Asia's getting antsy about Tokyo's denial, fearing a Japanese banking crisis would send shockwaves around the region.
Yet, as Edward Lincoln makes clear in his book Arthritic Japan, a financial crash here is highly unlikely. Lincoln, a Japan expert at the Brookings Institution, argues that Japan won't recover or crash over the next decade, but will muddle along.
Its slow and orderly decline will continue apace, leaving the world no choice but to adjust to a less prosperous and productive Japan, Lincoln concludes. The Japanese, awash in savings and wealth relative to the rest of the world, have merely amended their lifestyles and moved on. Unfortunately, muddling along is the best Asia can expect from Japan in the years ahead.
China's rise in the interim is increasingly eclipsing Japan. China's 7.3 percent growth in 2001 contrasted with Japan's slide into its third recession in a decade. China is sucking up the jobs and capital Japan once took for granted. Even investors here are shunning Japanese stocks and buying Chinese shares.
If Koizumi understands how much clout Japan is losing on the global stage, he's not admitting it. Nor is he doing much about it. Political scandals are dominating Tokyo these days, distracting Koizumi from doing what a year ago this week he was elected to do: Fix the economy.
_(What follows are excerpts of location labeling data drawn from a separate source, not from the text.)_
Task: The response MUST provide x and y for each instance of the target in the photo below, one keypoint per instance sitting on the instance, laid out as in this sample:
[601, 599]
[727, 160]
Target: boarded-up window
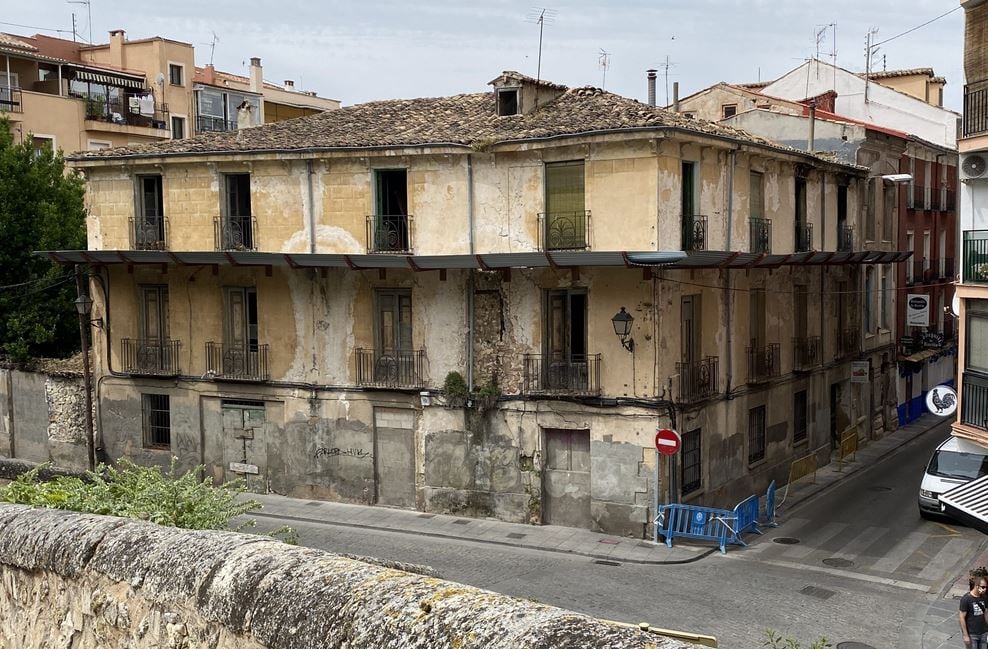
[567, 450]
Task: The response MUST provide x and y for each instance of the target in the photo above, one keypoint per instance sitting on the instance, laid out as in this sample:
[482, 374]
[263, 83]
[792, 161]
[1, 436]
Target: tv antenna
[604, 62]
[89, 11]
[540, 16]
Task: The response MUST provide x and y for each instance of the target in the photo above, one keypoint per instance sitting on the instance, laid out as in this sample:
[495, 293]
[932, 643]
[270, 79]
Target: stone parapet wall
[87, 582]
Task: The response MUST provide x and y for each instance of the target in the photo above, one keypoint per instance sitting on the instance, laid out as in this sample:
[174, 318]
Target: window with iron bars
[756, 434]
[690, 462]
[157, 420]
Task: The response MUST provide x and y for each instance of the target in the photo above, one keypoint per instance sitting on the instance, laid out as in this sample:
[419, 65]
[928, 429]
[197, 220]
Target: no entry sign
[667, 441]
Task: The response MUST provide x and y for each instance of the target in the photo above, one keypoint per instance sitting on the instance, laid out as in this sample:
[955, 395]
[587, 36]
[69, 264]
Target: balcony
[148, 233]
[394, 369]
[237, 362]
[974, 400]
[763, 363]
[848, 342]
[10, 100]
[760, 235]
[806, 353]
[578, 375]
[127, 111]
[209, 124]
[804, 237]
[389, 234]
[845, 237]
[235, 233]
[564, 230]
[698, 380]
[150, 357]
[694, 232]
[975, 120]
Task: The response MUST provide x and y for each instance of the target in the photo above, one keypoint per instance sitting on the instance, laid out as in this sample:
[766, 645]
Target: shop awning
[111, 79]
[491, 261]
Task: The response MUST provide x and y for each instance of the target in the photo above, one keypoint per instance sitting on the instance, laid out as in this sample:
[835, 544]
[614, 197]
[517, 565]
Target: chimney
[117, 38]
[256, 77]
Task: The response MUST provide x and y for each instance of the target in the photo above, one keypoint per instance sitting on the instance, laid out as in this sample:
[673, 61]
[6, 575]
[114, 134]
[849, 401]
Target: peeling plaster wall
[78, 580]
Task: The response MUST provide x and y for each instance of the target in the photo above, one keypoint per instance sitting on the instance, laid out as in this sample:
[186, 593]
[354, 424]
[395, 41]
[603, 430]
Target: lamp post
[83, 306]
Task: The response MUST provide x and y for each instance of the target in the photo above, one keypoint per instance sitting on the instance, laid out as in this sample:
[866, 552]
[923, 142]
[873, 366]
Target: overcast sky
[360, 51]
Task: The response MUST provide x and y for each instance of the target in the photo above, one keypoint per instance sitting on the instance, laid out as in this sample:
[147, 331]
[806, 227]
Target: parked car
[955, 462]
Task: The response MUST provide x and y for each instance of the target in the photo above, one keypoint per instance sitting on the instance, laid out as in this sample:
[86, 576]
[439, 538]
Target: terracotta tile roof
[468, 120]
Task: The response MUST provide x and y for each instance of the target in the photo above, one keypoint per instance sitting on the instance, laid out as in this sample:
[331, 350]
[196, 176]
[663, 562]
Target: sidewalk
[550, 538]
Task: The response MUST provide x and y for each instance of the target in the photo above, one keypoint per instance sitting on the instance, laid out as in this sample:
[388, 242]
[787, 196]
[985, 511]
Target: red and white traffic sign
[667, 441]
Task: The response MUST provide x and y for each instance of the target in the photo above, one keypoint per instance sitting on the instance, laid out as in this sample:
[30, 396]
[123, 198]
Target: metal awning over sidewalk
[968, 503]
[492, 261]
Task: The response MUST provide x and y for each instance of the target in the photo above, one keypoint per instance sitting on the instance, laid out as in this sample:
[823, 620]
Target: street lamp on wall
[622, 321]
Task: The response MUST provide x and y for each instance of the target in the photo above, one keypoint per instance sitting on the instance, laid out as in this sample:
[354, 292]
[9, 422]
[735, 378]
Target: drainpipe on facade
[470, 314]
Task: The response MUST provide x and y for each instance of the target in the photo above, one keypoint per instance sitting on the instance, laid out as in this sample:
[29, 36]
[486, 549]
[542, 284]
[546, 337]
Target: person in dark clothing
[974, 624]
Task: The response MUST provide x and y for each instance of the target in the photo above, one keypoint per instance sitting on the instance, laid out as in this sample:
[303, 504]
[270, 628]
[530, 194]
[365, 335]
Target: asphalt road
[864, 564]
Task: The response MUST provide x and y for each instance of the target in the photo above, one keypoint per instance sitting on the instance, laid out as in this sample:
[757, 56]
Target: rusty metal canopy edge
[490, 261]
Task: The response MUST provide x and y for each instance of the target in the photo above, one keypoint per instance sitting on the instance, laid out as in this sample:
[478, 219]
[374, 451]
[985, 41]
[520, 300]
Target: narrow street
[865, 567]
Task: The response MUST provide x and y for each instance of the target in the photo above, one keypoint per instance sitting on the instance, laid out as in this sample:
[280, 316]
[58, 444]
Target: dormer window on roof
[507, 101]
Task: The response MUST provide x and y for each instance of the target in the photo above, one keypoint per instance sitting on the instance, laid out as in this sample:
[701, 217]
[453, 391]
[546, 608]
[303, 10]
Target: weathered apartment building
[321, 279]
[916, 348]
[74, 96]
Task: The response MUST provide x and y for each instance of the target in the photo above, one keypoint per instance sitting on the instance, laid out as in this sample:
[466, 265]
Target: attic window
[507, 101]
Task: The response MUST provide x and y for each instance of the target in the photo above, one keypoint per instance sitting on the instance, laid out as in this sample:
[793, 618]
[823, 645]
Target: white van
[955, 462]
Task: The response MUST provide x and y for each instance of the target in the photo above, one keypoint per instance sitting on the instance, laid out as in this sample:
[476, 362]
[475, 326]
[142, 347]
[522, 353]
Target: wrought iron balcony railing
[845, 237]
[804, 237]
[694, 232]
[237, 362]
[698, 380]
[151, 357]
[395, 369]
[760, 233]
[10, 100]
[389, 233]
[564, 230]
[763, 363]
[975, 119]
[806, 353]
[209, 124]
[974, 400]
[848, 342]
[127, 111]
[235, 232]
[149, 233]
[577, 375]
[975, 257]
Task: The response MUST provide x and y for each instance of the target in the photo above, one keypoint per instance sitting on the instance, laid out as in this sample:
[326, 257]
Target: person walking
[974, 625]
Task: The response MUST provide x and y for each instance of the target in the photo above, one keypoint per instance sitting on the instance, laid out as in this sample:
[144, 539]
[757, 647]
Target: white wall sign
[917, 310]
[942, 401]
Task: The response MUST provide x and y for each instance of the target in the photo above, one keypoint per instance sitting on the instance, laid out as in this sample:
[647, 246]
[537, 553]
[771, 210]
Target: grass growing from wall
[146, 493]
Koizumi only made matters worse Sunday by making a surprise visit to Tokyo's Yasukuni Shrine, which honors Japan's 2.5 million war dead, including its war criminals. The act is sure to upset Asian neighbors and undermine Koizumi's hopes of improving ties with its Asian trading partners. The controversy also will distract him from focusing on the economy.
"If the Japanese government continues to favor short-term comfort over long-term reform, Japan seems to me likely to remain on a road characterized by stagnation," former US Trade Representative Charlene Barshefsky said in Tokyo in late February.
"Year by year, Japan's influence will erode, and the centrality of the US-Japan relationship to Pacific affairs will diminish along with it."